Basaseachic Falls National Park is a national park located in the western side of the state of Chihuahua in the heart of the Sierra Madre Occidental mountain range.  The park is named after Basaseachic Falls (Cascada de Basaseachic) the second tallest waterfall in Mexico with a height of 246 meters (853 ft). Basaseachic Falls empties into Candameña Canyon (Barranca de Candameña)  which was carved by the Basaseachic River over millions of years. The park is known for its pine-oak forest, rock formations, and scenic views from high cliffs. Cliffs in the park reach an impressive height of 1,640 meters (5,380 ft).

History

Basaseachic Falls were discovered by Europeans sometime in the 18th century, becoming one of the most popular tourist attraction of the state of Chihuahua. The area of the present-day national park was inhabited by Tarahumara prior to the Spanish Colonial period. The etymology of the name "Basaseachic" originates from the Tarahumara language, Rarámuri meaning "place of the waterfall".

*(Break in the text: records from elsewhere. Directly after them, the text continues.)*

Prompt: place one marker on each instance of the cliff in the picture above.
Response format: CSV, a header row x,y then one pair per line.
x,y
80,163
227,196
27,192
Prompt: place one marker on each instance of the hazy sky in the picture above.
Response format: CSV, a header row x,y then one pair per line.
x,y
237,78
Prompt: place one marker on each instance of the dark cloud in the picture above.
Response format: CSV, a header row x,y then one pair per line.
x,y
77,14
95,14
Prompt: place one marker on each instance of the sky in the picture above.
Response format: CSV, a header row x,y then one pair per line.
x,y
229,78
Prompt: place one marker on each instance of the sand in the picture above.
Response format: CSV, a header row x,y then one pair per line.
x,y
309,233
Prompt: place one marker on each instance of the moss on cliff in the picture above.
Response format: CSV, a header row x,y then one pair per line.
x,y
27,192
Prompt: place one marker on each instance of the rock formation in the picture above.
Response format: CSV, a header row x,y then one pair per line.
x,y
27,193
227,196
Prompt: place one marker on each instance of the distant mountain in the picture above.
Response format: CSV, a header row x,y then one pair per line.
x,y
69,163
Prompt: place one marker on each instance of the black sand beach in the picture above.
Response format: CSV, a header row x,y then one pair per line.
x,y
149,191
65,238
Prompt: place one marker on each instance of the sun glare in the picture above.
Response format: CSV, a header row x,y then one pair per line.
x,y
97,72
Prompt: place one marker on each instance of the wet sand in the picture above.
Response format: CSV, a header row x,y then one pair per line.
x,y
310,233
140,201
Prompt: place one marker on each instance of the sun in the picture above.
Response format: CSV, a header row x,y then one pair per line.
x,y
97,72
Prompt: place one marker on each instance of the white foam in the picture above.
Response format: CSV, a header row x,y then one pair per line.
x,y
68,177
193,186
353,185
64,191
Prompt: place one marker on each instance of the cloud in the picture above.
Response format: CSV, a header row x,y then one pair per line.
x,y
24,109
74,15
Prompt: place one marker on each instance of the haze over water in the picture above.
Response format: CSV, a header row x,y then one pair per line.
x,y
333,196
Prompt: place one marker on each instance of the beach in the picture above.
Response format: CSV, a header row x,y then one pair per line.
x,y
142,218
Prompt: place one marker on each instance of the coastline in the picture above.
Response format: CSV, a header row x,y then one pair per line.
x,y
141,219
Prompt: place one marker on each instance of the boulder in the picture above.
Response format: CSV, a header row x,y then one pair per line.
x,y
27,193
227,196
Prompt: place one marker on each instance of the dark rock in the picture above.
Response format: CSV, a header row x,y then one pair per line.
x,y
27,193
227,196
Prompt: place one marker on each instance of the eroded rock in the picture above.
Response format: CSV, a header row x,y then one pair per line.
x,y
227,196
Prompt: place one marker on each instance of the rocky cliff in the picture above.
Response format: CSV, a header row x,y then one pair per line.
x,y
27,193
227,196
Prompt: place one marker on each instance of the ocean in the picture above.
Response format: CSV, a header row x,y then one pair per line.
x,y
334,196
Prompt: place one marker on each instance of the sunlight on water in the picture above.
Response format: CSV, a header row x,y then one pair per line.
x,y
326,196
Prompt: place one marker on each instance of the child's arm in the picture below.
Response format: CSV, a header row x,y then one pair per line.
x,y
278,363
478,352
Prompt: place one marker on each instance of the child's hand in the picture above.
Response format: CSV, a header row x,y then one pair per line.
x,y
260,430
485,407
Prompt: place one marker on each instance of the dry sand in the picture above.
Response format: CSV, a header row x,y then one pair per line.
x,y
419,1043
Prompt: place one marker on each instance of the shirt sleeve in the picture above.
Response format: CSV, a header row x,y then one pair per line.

The first known European settlement in the area was Misión de Tomochi near the town of Cajurichi which was under the legal jurisdiction of the mission.  After the 18th century, the area attracted many settlers because of the discovery of abundant natural resources like minerals and high-quality wood.

Basaseachic Falls National Park was created by the Mexican federal government on February 2, 1981, by decree under president Jose Lopez Portillo. The park was defined to 5,803 hectares (14,340 acres) in the Sierra Madre Occidental along the surrounding area of the Basaseachic Falls and Barranca de Candameña.

Geography

The park is located in the subdivision of the Sierra Madre Occidental known as Sierra Tarahumara, near the municipality of Ocampo, Chihuahua. The dramatic topology was created by deep tectonic plate movements causing large fractures and rising rifts. The violent movement of the terrain resulted in deep canyons and high mountains. The present-day topology has been changed over thousands of years by wind erosion and the Basaseachic River.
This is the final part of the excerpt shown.